だが、彼女は――何にも覚えてないバカ――と言った。
過去にその言葉が当てはまる出来事があったのか記憶を辿るが原因は分からなかった。
だが、不思議と何か忘れている――違うな――〈記憶をいじられている〉感覚があった。
ドタドタドタドタドタドタドタドタッ‼
騒がしい足音と共に怜が現れた。
顔にはもうサングラスとマスクは装着されておらず、
駆けて来たわりに顔は至って冷静な様子である。
想像はしていたので優華と顔がほとんど同じでも驚きはしなかった。
――髪型が中性的で優華と違いロングヘアーではないのと、右目元に色っぽいホクロがあるのが違うんだなぁ――
「何かあったのですか、優華様と?」
私はバツが悪いなぁと思い、無意識に頭髪を手でワシャワシャする。
「優華が俺に命を懸けて守ると言ってくれた――だから、俺もお前が危ない時は死ぬ気で守ると言った」
少し間を置いて怜が言う。
「――私が3年前、この存在価値の無い私が貴方を救って死ぬ予定が生き延びて今日に至ります。
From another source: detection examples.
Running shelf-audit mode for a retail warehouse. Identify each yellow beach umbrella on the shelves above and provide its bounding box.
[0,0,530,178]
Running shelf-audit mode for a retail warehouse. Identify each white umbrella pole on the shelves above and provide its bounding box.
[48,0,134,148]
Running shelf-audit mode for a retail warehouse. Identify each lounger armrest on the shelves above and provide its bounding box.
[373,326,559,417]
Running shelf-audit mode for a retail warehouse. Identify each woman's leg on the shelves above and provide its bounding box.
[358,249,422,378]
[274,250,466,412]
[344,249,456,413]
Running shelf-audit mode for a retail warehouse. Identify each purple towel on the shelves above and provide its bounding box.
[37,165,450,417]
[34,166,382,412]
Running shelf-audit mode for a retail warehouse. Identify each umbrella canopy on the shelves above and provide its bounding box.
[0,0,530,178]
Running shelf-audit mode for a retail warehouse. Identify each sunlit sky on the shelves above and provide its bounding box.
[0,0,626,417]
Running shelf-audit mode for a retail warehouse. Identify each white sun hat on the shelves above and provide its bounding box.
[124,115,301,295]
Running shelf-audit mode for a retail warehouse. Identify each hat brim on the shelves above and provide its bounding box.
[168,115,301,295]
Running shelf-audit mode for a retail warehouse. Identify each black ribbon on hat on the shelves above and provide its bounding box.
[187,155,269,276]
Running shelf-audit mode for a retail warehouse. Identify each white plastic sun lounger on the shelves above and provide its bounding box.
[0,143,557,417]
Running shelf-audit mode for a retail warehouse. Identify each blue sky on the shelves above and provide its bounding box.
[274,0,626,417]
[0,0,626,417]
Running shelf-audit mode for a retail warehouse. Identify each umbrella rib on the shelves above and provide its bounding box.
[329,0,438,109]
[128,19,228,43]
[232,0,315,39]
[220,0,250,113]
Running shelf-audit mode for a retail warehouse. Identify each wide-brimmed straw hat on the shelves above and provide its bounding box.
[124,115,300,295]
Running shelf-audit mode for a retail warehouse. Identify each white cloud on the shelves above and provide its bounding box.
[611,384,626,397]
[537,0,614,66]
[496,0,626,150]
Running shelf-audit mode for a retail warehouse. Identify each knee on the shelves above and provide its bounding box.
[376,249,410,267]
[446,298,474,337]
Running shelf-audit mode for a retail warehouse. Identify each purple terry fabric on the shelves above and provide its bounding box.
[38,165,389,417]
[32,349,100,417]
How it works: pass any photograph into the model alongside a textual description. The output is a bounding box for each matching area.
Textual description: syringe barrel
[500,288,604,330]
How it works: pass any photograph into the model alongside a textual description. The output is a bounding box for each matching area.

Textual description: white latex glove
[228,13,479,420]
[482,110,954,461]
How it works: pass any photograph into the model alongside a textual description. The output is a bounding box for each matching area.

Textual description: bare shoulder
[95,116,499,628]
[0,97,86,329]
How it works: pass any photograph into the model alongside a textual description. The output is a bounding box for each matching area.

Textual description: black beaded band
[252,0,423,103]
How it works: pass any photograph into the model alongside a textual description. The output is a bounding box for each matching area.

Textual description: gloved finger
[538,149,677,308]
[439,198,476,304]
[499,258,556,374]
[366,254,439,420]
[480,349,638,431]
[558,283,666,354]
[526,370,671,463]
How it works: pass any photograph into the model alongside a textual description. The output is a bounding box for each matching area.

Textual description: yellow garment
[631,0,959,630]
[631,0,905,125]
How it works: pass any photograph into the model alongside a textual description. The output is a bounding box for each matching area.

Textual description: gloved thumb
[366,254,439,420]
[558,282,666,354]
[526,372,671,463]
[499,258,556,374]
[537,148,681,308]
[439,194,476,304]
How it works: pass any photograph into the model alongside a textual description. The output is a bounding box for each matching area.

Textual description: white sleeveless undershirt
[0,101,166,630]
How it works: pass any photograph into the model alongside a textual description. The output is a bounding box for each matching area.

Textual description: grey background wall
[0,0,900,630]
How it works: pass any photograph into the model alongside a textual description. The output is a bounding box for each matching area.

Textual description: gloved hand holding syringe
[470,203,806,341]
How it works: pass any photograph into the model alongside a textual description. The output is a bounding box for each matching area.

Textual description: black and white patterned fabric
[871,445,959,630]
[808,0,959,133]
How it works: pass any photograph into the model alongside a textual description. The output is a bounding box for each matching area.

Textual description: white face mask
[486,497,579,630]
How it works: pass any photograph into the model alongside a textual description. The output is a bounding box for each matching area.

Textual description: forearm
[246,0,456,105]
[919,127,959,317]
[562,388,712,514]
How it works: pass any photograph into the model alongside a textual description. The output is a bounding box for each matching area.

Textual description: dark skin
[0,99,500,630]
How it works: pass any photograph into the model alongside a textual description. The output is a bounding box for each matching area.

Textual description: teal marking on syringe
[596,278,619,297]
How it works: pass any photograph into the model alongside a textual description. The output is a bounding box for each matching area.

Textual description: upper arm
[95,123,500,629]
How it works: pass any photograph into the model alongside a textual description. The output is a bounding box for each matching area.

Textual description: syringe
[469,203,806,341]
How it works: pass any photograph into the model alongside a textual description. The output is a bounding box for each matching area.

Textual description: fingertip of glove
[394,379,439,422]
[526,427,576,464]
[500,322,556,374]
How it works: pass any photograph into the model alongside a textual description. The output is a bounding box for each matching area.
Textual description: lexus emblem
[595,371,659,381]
価値のある優華様や厠が死ぬのは間違ってます」
――私を救った?どういうことなんだか……そもそも自分に価値が無いって言い草が何だかムカつくな――
「命の価値観がズレてるよ……価値観が問われる話は要注意だぞ結婚生活でも価値観のずれで離婚に発展する事も多いんだぞ」
「えっと……私が死ぬのは父の予定調和の内ですので、厠は優華様と生き残る事だけをお考え下さい」
それだけ言うと軽く頭を下げて去っていった。
(いてっ!!)
頭痛と同時に砂嵐の様なごちゃ混ぜの光景が頭の中で映像となって現れて誰かが私に囁いたこんな言葉を思い出す。